Edit: 3 things, it's also shared among a lot of users that don't use what they can. For everyone using 100mbps there's probably 20 who use less then 1mbps.
OVH has a pretty solid network and are very transparent about peering and utilization.[1] The network is definitely much smaller than Amazon, but never had any problems with their peering, the network seems to have ample capacity (whereas Hetzner had less reliable peering). I have several servers in the OVH network in Europe and I get consistently high speeds for Europe&US, independent of the time I test (don't have much traffic from Asia so can't really test that).
They will offer you better peering if you pay extra, but even then you're paying much less than at AWS for high traffic.

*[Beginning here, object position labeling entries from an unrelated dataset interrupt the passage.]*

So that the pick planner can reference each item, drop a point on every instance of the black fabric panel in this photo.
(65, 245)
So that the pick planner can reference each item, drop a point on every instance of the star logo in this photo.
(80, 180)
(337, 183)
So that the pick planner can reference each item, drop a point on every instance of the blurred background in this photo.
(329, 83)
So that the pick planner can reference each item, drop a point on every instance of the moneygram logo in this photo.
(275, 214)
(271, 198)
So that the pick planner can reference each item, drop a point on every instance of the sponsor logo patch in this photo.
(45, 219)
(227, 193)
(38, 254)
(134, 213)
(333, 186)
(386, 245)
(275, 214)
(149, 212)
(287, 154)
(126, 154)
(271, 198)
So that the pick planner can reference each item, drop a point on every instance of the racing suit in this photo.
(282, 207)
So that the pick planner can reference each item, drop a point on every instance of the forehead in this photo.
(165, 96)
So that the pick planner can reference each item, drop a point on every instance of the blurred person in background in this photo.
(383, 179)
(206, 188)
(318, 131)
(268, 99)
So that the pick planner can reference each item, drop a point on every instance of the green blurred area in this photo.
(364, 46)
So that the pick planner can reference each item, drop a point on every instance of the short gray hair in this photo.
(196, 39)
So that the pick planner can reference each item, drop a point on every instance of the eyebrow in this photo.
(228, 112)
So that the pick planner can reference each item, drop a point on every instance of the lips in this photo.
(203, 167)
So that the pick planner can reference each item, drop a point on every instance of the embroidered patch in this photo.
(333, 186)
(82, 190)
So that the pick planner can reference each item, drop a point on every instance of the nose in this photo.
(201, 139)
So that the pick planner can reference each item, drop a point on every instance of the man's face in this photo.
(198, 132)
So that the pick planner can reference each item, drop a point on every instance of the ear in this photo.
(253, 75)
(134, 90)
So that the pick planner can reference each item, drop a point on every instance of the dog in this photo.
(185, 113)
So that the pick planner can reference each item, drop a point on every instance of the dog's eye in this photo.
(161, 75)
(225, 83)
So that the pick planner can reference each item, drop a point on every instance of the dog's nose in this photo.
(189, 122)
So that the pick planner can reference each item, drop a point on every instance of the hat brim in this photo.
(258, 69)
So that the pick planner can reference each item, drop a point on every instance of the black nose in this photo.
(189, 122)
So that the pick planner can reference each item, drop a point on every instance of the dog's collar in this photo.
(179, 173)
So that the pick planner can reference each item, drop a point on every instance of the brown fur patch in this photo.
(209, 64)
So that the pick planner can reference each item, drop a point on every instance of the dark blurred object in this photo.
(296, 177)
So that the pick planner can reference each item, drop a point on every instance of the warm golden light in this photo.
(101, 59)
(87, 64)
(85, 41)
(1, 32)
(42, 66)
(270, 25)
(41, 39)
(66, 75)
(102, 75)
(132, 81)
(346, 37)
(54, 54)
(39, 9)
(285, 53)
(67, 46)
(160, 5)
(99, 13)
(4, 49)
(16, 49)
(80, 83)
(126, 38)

I suspect that AWS makes most profit with bandwidth while other services run with a very low margin.
Right. We have a 3EUR a month VPS serving as a backup server, it is a MySQL slave, doing a snapshot regularly and sending the snapshot off to a storage VPS. It certainly doesn't use 1mbps except when it rsyncs to the storage.
Edit: 3 things, it's also shared among a lot of users that don't use what they can. For everyone using 100mbps there's probably 20 who use less then 1mbps.